DisasterMasters / TweetAnalysis

Repository for storing the code used to analyse the tweets collected from the Twitter scraper
2 stars 3 forks source link

Repo for analyzing tweets from the TweetScraper repo

The DATA directory

This directory contains florida_data, which contains all raw data collected from the TweetScraper. This directory is divided into subdirectories according to whether they are from government, media, utility, or nonprofit source.

The FLORIDA directory

The top level of this directory contains all of the code that is actively being used to do machine learning and visualization. The programs must be run separately for every tweet source (gov, media, utility, or nonprofit), since we are running separate analysis on each source.

florida/doc2vecmodels

Stores the models generated from doc2vec.py

florida/results

Stores the results from the unsupervised/supervised methods, the graphs from these methods, and the indices from the tf-idf matrix from NMF

florida/tmp

Random programs that might be useful later on. Contains programs to randomize output files for manual coding and some smaller files to use to test code

florida/training_data

Contains the files used for supervised/unsupervised predicting, generated from lex_dates.py. These files are what we are predicting categories on. Additionally, contains the Crisislex original txt file.

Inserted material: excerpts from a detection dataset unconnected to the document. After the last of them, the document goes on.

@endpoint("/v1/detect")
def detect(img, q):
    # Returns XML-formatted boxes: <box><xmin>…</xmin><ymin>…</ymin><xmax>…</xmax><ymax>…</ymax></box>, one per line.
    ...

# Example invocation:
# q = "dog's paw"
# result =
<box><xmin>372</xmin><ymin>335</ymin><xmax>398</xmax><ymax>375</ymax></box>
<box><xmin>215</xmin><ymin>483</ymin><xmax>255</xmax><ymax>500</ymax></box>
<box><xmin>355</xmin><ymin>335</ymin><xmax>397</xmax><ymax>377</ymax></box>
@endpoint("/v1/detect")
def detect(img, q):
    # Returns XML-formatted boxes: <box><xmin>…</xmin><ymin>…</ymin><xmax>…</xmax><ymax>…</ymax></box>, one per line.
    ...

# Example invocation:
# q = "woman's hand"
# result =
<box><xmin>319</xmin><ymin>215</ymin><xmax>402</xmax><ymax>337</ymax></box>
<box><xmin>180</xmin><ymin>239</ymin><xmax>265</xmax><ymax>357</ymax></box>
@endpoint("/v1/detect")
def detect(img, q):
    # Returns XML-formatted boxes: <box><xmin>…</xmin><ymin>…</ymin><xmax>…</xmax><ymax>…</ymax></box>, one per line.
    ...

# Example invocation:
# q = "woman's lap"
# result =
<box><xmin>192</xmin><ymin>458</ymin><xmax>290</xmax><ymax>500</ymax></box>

florida/training_data/supervised_data

Contains the manually classified files sent from Xiaojing. Make sure the tweets are in the first column and the manual code is in the second column! (Might have to move columns in file around or adapt code to change depending on format of file sent). The manually coded files are separated into subdirectories depending on their source.

florida/useless

Some useless files that I just didn't have the heart to -rm... They are not being used right now but I kept them around just in case.

florida/webhome

Contains the index.html file I use on my EECS web directory.

Recommendations/Workflow

Right now I am manually running these files, but I would suggest writing a shell script to automate the command line arguments being typed.

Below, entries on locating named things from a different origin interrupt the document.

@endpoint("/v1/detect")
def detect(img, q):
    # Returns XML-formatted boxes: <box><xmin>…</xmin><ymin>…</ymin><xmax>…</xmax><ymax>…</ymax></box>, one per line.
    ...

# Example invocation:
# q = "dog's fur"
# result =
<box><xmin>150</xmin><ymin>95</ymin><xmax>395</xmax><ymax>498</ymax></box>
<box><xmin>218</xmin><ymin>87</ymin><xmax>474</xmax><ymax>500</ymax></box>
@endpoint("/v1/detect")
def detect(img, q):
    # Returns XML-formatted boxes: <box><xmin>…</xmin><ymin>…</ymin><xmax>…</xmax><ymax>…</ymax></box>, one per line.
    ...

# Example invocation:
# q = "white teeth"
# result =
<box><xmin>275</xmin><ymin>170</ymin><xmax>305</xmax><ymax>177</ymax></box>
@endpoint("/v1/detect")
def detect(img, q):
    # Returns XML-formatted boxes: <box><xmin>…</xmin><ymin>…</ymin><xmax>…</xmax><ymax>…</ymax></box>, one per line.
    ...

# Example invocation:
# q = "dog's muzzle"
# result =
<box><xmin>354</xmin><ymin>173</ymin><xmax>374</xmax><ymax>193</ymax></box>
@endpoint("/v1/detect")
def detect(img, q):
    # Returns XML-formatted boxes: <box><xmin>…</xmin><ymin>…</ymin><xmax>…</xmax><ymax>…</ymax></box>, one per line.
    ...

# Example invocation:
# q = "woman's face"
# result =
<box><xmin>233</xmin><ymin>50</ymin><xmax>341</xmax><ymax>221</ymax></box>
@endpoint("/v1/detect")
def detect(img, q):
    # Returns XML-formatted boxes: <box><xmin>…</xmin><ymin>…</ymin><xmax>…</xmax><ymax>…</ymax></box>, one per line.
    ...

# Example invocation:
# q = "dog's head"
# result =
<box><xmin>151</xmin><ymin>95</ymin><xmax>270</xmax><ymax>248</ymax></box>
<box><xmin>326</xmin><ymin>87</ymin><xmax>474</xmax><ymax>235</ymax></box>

With Puerto Rico coming soon, I would recommend redoing the directory structure in a way that makes more sense and is more efficient to reach both Florida and Puerto Rico tweets.

When receiving new data, put it into the DATA directory under its appropriate source.

Then, run lex_dates.py on the source you want to analyze.

After running lex_dates.py, select which method you want (supervised/unsupervised), and run it.

If you chose the unsupervised method, you will have to run represent.py

Then, depending on if you chose unsupervised or supervised, run either sup_graphs.py or un_graphs.py and get your visualizations.